Speech to International System Safety Conference
View document in PDF [554 KB]
Chair, Transportation Safety Board of Canada
8 August 2016
Check against delivery.
Good afternoon. Thank you very much for inviting me today. It’s a real pleasure to be here to speak with you. For those in today’s audience who may not be familiar with the Transportation Safety Board of Canada (or TSB), we are an independent federal agency, whose only goal is to advance transportation safety. It’s been our job, for over 25 years, to investigate accidents in the air, marine, rail and pipeline modes of federally regulated transportation … Wherever and whenever something goes wrong, we find out not just what happened, but also why, in order to make recommendations aimed at preventing it from happening again.
Over the years, our work has evolved quite a bit.

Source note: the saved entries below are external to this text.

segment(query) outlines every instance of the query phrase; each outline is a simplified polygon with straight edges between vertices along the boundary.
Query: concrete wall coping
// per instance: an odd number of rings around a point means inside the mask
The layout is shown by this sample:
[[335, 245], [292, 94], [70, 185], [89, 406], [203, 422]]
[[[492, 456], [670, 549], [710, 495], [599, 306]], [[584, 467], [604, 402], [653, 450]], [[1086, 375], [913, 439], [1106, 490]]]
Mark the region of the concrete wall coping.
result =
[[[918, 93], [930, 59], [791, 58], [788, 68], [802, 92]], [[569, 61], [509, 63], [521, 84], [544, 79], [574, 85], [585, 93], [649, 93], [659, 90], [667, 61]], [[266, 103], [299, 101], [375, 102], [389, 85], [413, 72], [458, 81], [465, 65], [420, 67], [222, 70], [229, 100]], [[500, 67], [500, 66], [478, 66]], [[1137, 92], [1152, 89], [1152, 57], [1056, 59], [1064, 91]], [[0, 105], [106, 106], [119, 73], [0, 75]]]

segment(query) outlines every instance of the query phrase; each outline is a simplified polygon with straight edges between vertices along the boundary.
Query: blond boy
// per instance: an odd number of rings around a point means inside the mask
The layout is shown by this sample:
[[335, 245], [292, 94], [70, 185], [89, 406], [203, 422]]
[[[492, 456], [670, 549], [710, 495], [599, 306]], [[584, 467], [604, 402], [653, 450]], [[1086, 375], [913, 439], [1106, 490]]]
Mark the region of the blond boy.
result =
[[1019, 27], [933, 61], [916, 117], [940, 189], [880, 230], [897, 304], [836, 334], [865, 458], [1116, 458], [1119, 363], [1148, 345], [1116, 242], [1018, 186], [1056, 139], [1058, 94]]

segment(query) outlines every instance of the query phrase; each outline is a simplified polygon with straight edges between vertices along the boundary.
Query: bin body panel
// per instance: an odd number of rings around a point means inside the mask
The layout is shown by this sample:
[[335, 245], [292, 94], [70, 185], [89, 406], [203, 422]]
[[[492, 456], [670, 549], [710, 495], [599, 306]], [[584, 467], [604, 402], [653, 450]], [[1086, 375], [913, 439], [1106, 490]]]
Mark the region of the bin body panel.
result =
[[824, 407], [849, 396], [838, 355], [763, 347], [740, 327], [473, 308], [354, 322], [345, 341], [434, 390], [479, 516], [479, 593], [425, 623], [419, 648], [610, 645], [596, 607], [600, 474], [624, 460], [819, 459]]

It used to be, for instance, that the focus of accident investigation was on mechanical breakdowns. Then, as technology improved, investigators started looking at the contribution of crew behaviour and human-performance limitations. Nonetheless, it was still the case that people most often thought things were “safe” so long as everyone followed standard operating procedures. Don't break any rules or regulations, went the thinking. Make sure the equipment isn't going to fail. And above all: Pay attention to what you're doing and don't make any “stupid” mistakes.
That line of thinking held for quite a while. In fact, even today, in the immediate aftermath of an accident, people on the street and in the media still think accidents begin and end with the person or people at the wheel, as it were—the pilots, say, if it's an air accident; or the locomotive engineer, if there's been a train derailment. And so they jump to premature conclusions and say, “Oh, this was caused by pilot error,” for example, “or by someone who did not follow the rules,” as if that were the end of it. Case closed.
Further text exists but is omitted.